I spent a few days at Pioneer Nation, a small conference geared towards entrepreneurs here in Portland. I heard a few comments over and over again, to the point that I wanted to bring them to your attention:
It’s so amazing to talk to people who get what I’m going through. My family just doesn’t understand.
Being willing to make the leap into running your own business isn’t easy. Even if no one in your family is ready to jump off that sort of cliff with you, t’s crucial to find a community of support — hopefully with people who you can talk to on a regular basis, rather than once a year. Going it alone isn’t impossible, but if you’re going to do something as demanding as starting a new business, why make the process harder?
I know what I need to do. I’m just having trouble doing it.
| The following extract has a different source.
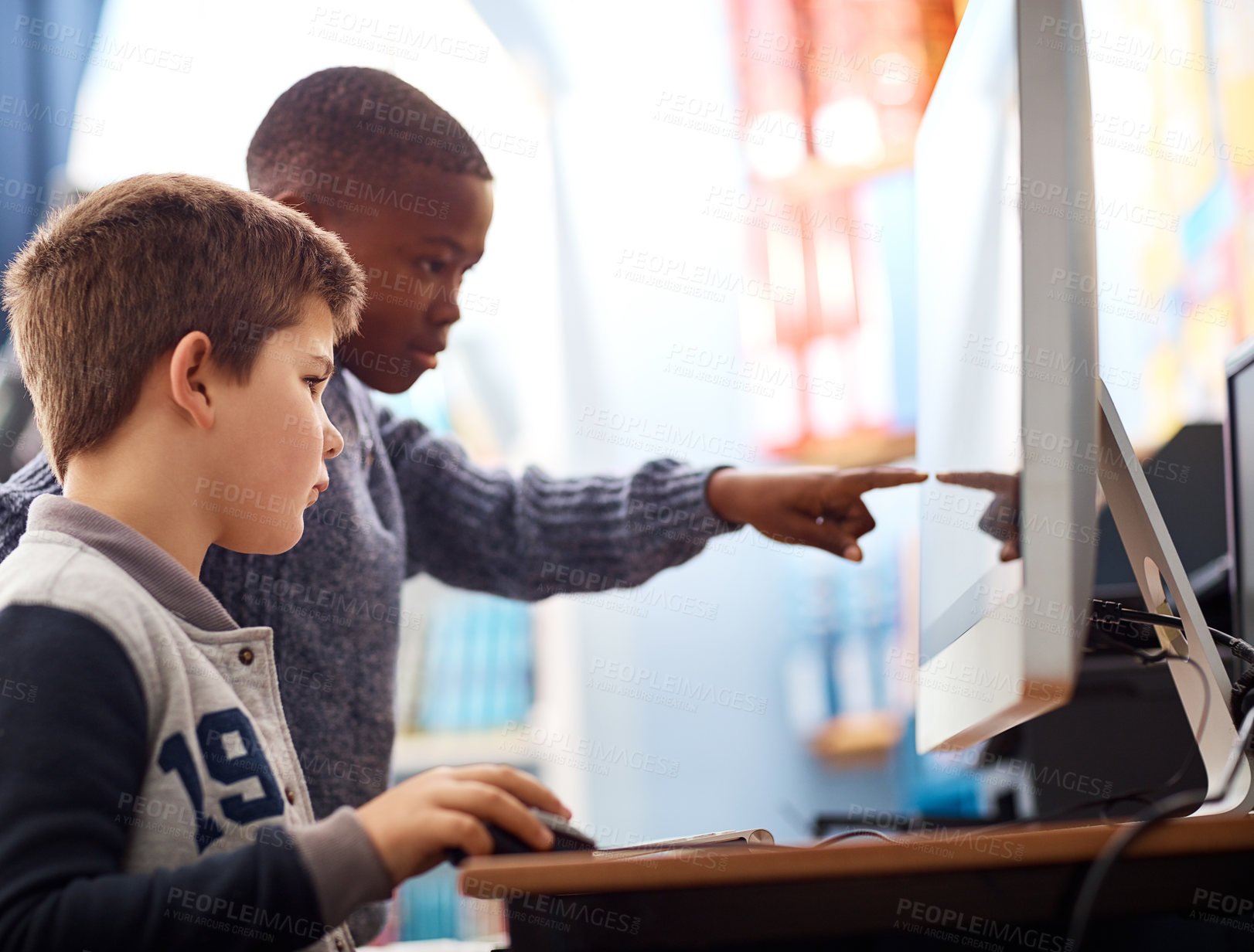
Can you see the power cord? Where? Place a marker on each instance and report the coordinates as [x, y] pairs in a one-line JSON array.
[[1108, 617], [1143, 823]]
I’m pretty sure that this is an ongoing problem for most entrepreneurs; I know it’s something I suffer from on a regular basis. For most of us, the next step is pretty obvious: Maybe we need to launch a product, send a proposal, or set up a marketing campaign but we haven’t. Part of the problem is usually finding the time. It’s a legitimate problem, by the way — there is a hard limit on how many hours you can work in a day. But part of the problem is often that we’re a little afraid to move forward, especially if we feel overwhelmed by the successes we’ve already had. I don’t have a solution for this problem, except to power on through whenever you have a rush to move forward. Just do as much as you can, when you can.
I have to think bigger!
In my line of work, I have to tell a lot of my clients that they need to think a little smaller — that their budgets won’t support the high-minded plans they’ve been making. But at Pioneer Nation, several people told me that they’d realized they need to think bigger. Part of that may have been the audience; it included a lot of people who were shooting for businesses that would first and foremost support their lives. But part of that is also that it’s tempting to focus on what we know we can accomplish with the resources we currently have, and let the big opportunities pass us by. But it’s good to think big and chase goals that seem a little audacious. Otherwise, we can’t tell what we’re capable of.
Pioneer Nation was a great conference, both to present at and attend. I just want to take a moment here to thank Chris Guillebeau and the legions of folks involved in putting Pioneer Nation on. Great job! I look forward to seeing where you take it next year!